Le pâtissier, qui a réalisé ses premiers graffitis urbains en 2003, décide alors de se vouer à sa passion. Ses fréquentes virées dans la péninsule Ibérique l’incitent aussi à choisir cette voie. «A Malaga, où je vais chaque année visiter des membres de ma famille, cette pratique est très courante. J’ai vu des fresques exceptionnelles», note le binational qui a gardé un lien étroit avec sa seconde patrie. Et alors qu’il s’estime particulièrement chanceux de vivre dans nos frontières. «Bien qu’issu d’un milieu modeste, je n’ai jamais manqué de rien par rapport à la pauvreté sévissant en Espagne», souligne celui qui, tout jeune, s’est aussi lancé dans le rap «conscient». Et continue à écrire des textes et à chanter alors que des amis composent la musique. «Mes sources d’inspiration?

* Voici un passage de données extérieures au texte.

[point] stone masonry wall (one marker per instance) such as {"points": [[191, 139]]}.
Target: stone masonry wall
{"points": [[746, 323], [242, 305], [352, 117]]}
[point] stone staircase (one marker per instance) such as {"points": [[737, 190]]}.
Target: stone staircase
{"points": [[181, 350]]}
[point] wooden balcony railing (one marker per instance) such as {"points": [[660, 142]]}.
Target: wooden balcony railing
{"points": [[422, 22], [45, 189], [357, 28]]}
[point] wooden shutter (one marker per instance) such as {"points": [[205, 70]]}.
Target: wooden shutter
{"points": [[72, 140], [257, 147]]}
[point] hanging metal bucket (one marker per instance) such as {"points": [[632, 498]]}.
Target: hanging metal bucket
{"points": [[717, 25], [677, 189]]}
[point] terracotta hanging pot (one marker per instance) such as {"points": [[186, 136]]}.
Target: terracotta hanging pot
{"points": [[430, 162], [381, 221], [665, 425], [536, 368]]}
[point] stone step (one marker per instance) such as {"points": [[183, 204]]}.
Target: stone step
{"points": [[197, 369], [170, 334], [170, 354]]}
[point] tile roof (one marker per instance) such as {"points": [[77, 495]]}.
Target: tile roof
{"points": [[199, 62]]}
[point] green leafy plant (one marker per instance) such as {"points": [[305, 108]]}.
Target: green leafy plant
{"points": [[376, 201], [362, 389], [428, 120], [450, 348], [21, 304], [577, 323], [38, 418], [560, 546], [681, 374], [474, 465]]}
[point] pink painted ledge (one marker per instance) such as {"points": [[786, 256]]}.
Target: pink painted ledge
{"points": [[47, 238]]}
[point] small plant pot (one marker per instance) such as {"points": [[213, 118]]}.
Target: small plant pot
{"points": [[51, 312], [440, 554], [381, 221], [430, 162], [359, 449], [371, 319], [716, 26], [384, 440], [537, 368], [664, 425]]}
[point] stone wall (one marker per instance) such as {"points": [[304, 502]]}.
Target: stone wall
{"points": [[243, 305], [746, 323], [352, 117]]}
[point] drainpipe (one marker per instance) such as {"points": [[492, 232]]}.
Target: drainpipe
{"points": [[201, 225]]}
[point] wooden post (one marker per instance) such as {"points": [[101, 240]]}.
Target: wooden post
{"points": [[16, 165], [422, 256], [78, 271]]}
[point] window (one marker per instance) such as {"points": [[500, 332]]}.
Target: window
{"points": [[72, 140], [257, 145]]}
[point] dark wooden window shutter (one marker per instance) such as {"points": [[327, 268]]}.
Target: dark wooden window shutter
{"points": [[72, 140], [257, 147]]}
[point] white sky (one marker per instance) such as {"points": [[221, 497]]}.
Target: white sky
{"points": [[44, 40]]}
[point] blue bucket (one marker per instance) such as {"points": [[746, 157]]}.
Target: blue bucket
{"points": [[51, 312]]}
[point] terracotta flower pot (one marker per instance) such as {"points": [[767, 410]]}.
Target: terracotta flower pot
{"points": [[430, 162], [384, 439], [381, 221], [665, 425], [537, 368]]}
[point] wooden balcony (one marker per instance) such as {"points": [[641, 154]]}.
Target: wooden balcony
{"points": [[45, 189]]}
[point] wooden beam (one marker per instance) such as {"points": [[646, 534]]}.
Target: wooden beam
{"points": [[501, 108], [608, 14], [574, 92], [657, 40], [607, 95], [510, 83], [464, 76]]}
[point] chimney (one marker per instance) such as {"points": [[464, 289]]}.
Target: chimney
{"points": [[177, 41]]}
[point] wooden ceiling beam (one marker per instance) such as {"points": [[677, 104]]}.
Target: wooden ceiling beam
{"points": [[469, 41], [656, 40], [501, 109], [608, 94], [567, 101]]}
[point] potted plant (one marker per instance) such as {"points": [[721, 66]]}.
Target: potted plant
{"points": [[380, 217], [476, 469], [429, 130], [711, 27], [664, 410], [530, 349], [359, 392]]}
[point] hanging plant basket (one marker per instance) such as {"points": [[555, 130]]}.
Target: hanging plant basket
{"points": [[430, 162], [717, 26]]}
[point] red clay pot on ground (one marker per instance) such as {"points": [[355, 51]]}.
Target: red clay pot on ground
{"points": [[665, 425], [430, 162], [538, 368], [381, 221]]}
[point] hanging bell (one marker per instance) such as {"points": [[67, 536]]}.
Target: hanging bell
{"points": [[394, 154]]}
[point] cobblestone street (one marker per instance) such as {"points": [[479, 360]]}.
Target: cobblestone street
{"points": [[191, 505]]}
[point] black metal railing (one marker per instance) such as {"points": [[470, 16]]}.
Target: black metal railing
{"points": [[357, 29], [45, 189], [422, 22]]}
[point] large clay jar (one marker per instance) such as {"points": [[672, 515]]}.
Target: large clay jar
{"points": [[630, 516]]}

La vie», répond le trentenaire également féru... de photographie. Autant d’expressions artistiques qui, affirme Sid, se nourrissent mutuellement. «Je suis un homme de passions. Mais s’il fallait en retenir une seule, ce serait quand même les graffitis qui font battre mon cœur», précise le touche-à-tout qui peut passer des heures à se balader en forêt, prêt à immortaliser la nature dans son objectif. Ou à réaliser des œuvres éphémères sur cellophane décorant notamment des arbres.

Pas de petits gestes

«Je dessine alors volontiers des animaux qu’on ne trouve pas chez nous avec l’idée de créer un effet de surprise. J’enlève ces supports une à deux semaines plus tard. Mais parfois, ils ont déjà été vandalisés par des promeneurs.» Pas de quoi toutefois le mettre en colère. Une émotion que ce natif des Gémeaux ne connaît guère, quand bien même il peut se montrer irrité par «la bêtise humaine» et certains choix politiques. Affilié à aucun parti, David Perez préfère s’en référer aux lois divines, lui qui se définit comme croyant. Et prône des valeurs de respect, d’amour et de paix non sans confier sa peur du futur. Entre destruction de la planète et extinction de masse des espèces: «Trop de mépris motivé par le seul profit. Le monde doit donc passer par la case catastrophe...» Un constat qui n’entame pas pour autant son optimisme et sa capacité à être heureux, estimant que le bonheur, «c’est vivre, partager, dialoguer avec toutes les générations et les cultures». Au chapitre de ses rêves, Sid aimerait décorer la façade d’un immeuble où il rendrait hommage à la beauté de l’existence. «Une fresque géante avec des humains et des animaux cohabitant en harmonie», imagine David Perez qui, questionné sur un de ses graffitis les plus marquants, reste sur cette même lignée: «L’an dernier j’ai été appelé à réaliser une fresque sur le thème des superhéros pour orner le mur d’un collège à El Provencio, un petit village au centre de l’Espagne. J’ai peint une petite fille portant secours à un écureuil blessé. Une manière de dire que nous pouvons tous être des superhéros. Il n’y a pas de petits gestes.»